Pascal : A l’époque où j’habitais à Paris, je fréquentais beaucoup le Centre Georges Pompidou. Sur son parvis, plus exactement un peu après la Fontaine des Innocents, il y a eu à demeure, pendant des mois, des années, un bus de l’agence du don du sang. Je donnais mon sang, parce que je suis donneur universel….jusqu’au jour où on me demanda si j’étais homo. Et suite à ma réponse, j’ai cru que la dame qui m’accueillait allait sortir crucifix et gousses d’ails. Le verdict tomba : je ne pouvais plus donner mon sang parce que « je faisais partie d’un groupe à risque ».

 

Nicolas : C’était vers quelle époque ?

 

Pascal : 86/87 à peu près. Pendant des mois je n’ai pas remis les pieds dans ce bus. Puis un jour, je suis assez têtu, j’y suis retourné, A nouveau on me sorti que je faisais partie d’un « groupe à risque ». Ce à quoi, sur le coup, je répondis que je vivais peut-être avec un mec depuis dix ans, en étant parfaitement fidèles.

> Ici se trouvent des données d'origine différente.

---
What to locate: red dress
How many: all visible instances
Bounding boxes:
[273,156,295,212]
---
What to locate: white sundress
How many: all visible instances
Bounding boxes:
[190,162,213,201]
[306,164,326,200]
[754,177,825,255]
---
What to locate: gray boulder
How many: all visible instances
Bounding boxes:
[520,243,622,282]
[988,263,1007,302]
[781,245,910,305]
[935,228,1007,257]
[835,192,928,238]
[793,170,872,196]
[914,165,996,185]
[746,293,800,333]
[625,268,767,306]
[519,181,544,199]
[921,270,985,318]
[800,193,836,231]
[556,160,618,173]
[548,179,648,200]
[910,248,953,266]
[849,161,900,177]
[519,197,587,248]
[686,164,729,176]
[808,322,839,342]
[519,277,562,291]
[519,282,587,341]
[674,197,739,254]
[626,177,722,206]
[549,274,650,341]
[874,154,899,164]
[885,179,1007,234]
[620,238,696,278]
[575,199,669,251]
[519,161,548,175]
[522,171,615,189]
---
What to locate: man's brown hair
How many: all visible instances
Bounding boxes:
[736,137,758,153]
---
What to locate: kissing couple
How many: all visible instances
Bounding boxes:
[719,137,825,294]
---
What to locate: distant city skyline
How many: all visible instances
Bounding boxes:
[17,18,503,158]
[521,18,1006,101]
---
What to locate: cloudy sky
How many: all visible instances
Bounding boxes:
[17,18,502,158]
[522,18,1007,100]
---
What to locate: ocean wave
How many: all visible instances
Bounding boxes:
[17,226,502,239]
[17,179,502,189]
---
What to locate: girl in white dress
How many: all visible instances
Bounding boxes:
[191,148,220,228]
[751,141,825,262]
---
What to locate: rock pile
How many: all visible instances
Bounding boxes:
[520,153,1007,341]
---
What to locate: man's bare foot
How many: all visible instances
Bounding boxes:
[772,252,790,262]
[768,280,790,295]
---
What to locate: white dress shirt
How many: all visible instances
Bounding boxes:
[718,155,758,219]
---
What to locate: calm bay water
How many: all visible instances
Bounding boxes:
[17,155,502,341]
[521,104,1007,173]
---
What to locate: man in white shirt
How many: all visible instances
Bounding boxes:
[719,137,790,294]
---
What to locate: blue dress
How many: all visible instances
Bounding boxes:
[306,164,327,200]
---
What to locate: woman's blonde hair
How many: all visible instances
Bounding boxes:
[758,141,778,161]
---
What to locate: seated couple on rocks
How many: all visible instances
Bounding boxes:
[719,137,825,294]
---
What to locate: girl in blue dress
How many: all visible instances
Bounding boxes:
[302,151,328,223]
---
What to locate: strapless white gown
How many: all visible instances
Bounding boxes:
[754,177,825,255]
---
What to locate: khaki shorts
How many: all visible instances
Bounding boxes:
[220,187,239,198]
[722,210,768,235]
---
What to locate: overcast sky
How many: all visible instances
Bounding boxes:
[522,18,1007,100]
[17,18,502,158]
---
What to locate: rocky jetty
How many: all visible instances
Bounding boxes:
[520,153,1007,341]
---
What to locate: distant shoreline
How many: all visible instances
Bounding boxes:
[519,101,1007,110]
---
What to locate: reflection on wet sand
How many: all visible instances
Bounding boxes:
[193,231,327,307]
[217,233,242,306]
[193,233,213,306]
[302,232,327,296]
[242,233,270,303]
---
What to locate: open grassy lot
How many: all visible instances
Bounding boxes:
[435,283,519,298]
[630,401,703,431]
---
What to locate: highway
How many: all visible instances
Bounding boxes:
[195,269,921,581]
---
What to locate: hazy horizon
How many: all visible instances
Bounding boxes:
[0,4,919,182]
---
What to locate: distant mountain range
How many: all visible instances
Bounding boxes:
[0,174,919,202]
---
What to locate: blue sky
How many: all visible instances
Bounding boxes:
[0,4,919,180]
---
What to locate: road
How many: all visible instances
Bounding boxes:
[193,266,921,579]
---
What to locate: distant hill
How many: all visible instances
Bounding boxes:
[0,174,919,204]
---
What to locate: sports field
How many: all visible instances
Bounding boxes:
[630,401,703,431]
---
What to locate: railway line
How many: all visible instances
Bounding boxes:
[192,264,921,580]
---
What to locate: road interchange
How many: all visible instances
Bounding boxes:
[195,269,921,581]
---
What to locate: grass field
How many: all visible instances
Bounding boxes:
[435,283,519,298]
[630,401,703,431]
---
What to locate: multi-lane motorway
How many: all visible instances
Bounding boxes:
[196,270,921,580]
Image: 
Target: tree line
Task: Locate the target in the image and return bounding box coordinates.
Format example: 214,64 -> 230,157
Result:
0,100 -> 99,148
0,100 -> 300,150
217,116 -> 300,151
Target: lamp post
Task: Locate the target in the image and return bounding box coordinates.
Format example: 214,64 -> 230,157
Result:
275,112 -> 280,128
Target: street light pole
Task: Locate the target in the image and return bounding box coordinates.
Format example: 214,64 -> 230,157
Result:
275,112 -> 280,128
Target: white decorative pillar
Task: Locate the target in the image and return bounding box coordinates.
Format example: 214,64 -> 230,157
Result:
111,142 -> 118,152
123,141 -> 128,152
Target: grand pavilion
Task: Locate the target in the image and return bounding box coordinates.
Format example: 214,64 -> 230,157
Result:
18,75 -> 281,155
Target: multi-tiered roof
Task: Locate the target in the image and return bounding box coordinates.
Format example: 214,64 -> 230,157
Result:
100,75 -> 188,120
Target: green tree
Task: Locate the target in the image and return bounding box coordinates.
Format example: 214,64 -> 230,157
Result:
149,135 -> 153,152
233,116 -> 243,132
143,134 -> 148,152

Que j’avais un collègue de boulot, queutard frénétique, sautant tout ce qui portait une petite culotte. Et pourquoi lui, potentiellement plus exposé que moi (même si j’étais loin d’être triste niveau cul) il pouvait donner son sang, parce que hétéro ? Ce à quoi, le médecin qui me recevait répondit que oui. Depuis ce jour, je milite pour que les pédés ne donnent plus leur sang. J’ai des copains qui sont en couple, qui ont une sexualité tout à fait « normale », monogame… J’ai été volontaire à Aides pendant un an (j’ai arrêté pour différentes raisons), je me souviens de mes deux dernières interventions sur un lieu de drague et de rencontre, à Marseille. Notamment d’un mec qui, alors que je m’avançais vers lui pour lui donner un préservatif, m’a sorti, gentiment, « Non merci, pas besoin, parce que moi j’suis pas tout à fait pédé, je baise avec des nanas, enfin j’suis hétéro ». Oui bien sûr, t’as raison chéri un jour bobonne se réveille, elle est séropo, accessoirement les gamins aussi. Il n’y a pas de « groupes à risques » mais des « pratiques à risques ».

 

Nicolas : Vous considérez ça comme quoi, c’est de la discrimination ?

 

Pascal : C’est de la discrimination ! C’est de la connerie pure. Sous prétexte qu’on suce des queues on est à risques ?’ la contamination chez les hétéros, ca existe !!! le sida n’est pas une exclusivité homo. Loin de là.

 

Nicolas : Voyez-vous pour terminer, quelque chose à dire sur la discrimination en général sur les homosexuels ?

 

Pascal : A tous les homophobes, je leur conseillerai de faire le ménage entre leurs deux oreilles.